Highest mean rainfall occurs in Sumatra, averaging about 130 inches; the rainfall of 493.2 inches per year occurs at Cherapunji, Assam, India, which is the largest in the world.

The lowest rainfall in the world occurs at Southeast California, West Arizona, and the valley of lower Colorado, where the rainfall averages less than 3 inches.

The most remarkable rainfall recorded in the United States for twenty-four hours occurred at Alexandria, La., June 15, 1886, when the rainfall reached the enormous amount of 21.4 inches. The most remarkable rainfall recorded in the world occurred at Purneah, Bengal, September 13, 1879, when the rainfall reached the unprecedented amount of 35 inches in twenty-four hours.

On August 17, 1876, at Fort Sully, Dakota, occurred one of the heaviest cloudbursts ever known. The water moved out of the canyon on the opposite side of the Missouri in a solid bank three feet deep and 200 feet wide. There are many other remarkable cloudbursts recorded doing great injury, drowning and killing many people.

Among the most remarkable wind velocity records is that of Cape Lookout on October 17, 1879, when the wind blew at a rate of 138 miles an hour.

One of the worst cyclones ever recorded in North America was the flood, as it is usually termed, at Galveston, Tex. This storm began on the 1st day of September, 1900, and lasted until the 12th. It reached its maximum destructive force on the 8th. Six thousand lives were lost and $30,000,000 worth of property was destroyed.

Even worse than any of these was the one at Calcutta in 1864, followed by a storm wave over 16 feet high, causing a death-rate of 45,000 persons.

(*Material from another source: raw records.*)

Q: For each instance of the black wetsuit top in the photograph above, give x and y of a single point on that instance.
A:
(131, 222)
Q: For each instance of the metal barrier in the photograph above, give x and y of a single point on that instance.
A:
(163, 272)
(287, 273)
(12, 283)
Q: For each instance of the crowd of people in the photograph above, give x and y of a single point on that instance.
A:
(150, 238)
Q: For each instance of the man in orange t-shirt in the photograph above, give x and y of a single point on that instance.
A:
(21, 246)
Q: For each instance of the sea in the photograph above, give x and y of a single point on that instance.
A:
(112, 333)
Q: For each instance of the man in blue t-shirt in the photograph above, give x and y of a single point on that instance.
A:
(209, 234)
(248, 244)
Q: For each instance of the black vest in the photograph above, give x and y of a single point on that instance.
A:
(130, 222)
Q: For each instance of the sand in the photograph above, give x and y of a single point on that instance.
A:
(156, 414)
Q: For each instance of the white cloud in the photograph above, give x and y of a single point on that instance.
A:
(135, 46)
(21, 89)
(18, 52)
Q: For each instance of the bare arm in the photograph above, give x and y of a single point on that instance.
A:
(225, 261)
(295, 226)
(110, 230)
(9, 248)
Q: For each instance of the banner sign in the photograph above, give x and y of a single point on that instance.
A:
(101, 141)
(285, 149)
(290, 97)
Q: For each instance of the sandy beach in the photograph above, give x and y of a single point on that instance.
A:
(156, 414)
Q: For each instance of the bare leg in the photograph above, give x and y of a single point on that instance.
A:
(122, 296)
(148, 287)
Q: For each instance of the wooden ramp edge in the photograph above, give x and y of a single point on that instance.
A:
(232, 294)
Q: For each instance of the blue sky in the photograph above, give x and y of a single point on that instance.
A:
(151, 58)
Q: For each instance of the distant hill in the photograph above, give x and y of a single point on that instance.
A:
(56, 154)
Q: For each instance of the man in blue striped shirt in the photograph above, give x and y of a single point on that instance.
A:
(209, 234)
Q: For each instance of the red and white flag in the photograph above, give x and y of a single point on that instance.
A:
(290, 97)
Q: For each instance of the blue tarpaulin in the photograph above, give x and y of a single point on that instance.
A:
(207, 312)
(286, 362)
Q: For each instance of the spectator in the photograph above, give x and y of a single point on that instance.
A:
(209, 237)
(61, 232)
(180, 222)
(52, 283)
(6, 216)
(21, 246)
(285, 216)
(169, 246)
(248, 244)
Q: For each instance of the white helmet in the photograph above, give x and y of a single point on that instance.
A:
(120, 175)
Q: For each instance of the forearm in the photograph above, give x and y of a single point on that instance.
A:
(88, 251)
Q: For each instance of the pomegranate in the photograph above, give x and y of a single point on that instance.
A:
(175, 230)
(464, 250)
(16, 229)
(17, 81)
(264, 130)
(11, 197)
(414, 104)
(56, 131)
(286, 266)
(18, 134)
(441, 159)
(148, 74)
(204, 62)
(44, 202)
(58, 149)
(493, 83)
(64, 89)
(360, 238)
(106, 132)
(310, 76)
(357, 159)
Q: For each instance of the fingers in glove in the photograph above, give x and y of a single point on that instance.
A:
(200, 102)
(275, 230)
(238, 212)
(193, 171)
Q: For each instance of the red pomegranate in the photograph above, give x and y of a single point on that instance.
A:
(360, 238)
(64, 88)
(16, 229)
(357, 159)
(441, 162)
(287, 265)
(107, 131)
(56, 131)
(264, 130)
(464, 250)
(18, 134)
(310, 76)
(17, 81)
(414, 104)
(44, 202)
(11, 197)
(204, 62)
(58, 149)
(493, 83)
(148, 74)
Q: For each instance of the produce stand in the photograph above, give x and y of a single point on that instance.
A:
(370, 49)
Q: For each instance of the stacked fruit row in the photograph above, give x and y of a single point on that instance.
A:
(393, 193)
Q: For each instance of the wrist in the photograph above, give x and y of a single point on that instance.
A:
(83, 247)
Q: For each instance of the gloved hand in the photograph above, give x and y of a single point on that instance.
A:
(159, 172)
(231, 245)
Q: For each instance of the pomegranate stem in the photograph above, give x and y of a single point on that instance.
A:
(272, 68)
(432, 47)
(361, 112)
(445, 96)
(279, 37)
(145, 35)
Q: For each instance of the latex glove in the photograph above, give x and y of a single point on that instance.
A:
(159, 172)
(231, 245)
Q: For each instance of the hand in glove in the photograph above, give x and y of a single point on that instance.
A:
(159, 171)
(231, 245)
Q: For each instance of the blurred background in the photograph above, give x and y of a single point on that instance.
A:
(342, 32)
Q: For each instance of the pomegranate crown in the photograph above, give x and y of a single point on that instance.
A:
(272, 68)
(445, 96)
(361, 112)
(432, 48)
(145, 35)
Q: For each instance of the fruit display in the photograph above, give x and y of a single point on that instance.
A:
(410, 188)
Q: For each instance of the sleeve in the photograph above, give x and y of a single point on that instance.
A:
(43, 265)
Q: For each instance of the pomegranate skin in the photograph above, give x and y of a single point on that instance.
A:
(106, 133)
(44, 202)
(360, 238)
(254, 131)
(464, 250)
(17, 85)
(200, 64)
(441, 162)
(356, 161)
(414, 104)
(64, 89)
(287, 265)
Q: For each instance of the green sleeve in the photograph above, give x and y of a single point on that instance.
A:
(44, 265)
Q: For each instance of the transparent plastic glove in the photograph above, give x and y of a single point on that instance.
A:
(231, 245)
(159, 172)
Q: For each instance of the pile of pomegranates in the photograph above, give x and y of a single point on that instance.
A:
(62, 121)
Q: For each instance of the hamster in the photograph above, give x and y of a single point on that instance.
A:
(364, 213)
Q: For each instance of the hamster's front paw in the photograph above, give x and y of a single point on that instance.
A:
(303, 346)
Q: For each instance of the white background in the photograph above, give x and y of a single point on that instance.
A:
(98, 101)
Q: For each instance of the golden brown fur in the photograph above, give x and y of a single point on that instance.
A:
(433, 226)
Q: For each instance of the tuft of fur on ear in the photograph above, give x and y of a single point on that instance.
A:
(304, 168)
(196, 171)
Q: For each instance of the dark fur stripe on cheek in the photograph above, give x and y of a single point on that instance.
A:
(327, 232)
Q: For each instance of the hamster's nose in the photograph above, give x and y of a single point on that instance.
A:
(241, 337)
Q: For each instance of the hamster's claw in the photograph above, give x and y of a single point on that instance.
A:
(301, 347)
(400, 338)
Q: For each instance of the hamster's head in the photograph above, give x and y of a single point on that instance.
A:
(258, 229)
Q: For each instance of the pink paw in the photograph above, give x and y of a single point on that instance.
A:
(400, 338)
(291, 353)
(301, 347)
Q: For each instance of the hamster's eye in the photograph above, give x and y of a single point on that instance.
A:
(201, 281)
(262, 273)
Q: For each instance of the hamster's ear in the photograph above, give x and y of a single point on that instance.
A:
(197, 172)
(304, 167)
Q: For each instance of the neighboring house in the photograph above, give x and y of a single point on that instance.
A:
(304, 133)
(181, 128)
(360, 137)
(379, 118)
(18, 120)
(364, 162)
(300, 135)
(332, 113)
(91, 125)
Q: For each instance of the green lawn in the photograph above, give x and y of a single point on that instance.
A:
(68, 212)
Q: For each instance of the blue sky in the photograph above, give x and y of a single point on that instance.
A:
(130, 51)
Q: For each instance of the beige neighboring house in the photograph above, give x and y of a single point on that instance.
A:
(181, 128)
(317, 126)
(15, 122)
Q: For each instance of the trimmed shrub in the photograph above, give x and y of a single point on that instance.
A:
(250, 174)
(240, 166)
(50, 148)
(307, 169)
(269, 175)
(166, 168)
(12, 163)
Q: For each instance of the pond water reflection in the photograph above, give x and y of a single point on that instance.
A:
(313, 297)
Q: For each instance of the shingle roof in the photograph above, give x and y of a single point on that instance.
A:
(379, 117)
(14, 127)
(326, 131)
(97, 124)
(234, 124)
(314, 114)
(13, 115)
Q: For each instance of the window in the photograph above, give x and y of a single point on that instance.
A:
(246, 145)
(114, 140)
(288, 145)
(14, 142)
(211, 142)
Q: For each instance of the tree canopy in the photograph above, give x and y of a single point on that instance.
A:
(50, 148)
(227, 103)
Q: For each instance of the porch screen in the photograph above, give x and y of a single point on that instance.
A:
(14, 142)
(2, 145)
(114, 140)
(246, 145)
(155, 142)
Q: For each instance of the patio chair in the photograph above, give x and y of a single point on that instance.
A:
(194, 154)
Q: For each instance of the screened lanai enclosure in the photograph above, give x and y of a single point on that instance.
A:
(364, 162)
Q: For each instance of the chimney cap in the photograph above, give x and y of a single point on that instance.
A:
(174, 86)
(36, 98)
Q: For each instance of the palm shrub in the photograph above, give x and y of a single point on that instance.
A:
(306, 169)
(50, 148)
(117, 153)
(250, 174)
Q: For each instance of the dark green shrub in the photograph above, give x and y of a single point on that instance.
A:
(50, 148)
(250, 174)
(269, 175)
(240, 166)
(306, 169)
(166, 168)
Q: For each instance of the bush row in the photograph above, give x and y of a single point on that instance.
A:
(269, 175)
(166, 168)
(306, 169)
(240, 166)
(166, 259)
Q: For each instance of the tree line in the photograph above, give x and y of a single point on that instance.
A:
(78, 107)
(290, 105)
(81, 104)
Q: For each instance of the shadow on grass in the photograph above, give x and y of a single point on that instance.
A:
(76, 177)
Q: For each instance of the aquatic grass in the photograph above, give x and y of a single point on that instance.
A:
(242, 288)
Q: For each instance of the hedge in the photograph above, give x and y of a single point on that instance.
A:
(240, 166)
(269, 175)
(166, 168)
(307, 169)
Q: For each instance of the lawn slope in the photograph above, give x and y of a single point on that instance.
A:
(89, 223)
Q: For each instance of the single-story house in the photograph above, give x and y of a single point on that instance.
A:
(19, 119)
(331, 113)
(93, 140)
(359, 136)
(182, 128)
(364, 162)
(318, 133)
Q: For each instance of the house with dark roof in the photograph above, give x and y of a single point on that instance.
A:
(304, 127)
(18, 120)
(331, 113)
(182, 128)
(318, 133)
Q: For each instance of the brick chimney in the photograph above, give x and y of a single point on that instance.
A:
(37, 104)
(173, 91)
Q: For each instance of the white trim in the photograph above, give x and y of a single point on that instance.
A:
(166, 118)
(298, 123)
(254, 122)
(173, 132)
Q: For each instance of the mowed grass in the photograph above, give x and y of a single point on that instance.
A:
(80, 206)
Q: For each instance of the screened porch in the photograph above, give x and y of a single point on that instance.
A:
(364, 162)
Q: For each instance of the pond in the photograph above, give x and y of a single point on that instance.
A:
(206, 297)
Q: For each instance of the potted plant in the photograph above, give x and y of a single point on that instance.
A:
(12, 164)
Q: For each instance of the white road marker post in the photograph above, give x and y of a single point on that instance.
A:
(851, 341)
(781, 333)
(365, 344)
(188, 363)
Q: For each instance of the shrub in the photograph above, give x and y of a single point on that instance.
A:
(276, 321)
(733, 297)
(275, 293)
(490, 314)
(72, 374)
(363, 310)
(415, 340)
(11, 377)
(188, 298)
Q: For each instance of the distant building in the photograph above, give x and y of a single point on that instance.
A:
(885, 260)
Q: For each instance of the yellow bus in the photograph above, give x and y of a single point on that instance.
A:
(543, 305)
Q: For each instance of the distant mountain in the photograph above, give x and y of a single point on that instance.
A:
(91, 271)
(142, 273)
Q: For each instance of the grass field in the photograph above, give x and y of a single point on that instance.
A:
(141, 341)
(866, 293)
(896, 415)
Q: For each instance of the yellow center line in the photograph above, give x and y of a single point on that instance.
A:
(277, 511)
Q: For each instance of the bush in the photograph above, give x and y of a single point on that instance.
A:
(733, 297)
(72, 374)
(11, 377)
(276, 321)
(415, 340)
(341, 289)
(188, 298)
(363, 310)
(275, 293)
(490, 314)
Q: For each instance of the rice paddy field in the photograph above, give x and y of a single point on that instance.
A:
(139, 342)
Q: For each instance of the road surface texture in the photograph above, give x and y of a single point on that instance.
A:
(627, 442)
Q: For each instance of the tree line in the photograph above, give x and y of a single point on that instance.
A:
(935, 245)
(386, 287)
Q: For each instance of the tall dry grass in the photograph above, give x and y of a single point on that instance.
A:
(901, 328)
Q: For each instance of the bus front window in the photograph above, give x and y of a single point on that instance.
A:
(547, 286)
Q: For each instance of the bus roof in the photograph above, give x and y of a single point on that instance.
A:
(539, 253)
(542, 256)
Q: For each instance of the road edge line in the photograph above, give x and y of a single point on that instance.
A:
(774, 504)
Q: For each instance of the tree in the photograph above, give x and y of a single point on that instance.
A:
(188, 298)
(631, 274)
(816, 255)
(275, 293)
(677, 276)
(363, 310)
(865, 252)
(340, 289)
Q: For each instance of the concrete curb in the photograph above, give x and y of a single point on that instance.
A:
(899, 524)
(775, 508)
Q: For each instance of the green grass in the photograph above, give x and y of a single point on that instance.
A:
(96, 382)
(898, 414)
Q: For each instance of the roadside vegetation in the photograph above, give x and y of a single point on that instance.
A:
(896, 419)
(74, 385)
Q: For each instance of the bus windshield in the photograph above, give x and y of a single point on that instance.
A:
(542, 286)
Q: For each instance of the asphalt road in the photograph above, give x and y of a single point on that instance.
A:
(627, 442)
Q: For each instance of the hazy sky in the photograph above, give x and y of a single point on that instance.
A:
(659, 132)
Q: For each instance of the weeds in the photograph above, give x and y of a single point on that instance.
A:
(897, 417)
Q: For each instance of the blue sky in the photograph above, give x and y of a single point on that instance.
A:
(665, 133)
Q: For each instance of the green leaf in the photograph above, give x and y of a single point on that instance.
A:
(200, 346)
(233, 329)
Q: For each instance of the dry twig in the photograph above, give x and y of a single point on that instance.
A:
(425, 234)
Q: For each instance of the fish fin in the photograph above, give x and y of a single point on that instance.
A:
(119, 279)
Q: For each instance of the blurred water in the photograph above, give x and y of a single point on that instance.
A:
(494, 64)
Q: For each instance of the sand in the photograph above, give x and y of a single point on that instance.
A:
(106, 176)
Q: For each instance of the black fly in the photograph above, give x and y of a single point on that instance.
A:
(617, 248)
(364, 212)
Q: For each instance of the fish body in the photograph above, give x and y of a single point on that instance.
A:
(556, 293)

The blizzard in Dakota of 1873 is one of the worst on record, but probably the most disastrous in the United States occurred in Montana, Dakota, and Texas on January 11, 1888. The loss of life exceeded 100 persons.

TORNADOES

The United States is more liable to tornadoes than any other part of the globe. In the United States over 3,000 people have been killed by tornadoes and thousands more have been injured. The greatest loss of lives recorded by tornadoes was at Adams City, Miss., on June 16, 1842, when 500 lives were lost.

The most remarkable hail storm was that of July 13, 1788, through France to Belgium, and did a property damage of over five million dollars.

There have been many destructive hailstorms in the United States. One on July 6, 1878, at central New York extended into parts of Massachusetts, Rhode Island and Connecticut. Stones fell recorded to measure 7 inches in diameter.

Benjamin Franklin has been given credit for the discovery that storms have a rotary motion, and that they move from west to east. This discovery was made in 1747.

Franklin did not positively prove these facts, and it remained for Redfield, Espy, Maury, Abbe to substantiate the truth of this statement.

The first United States Weather Bureau was established in 1870. General Albert J. Myer was the first chief of the United States Weather Bureau.

It is estimated that we are 250,000 miles from the moon.

At high altitudes, the cover of a kettle must be weighted down in order to boil an egg hard. This is to enable the pressure of steam to allow temperature high enough for boiling. In other words, it would be impossible to boil an egg in an open vessel at a high altitude.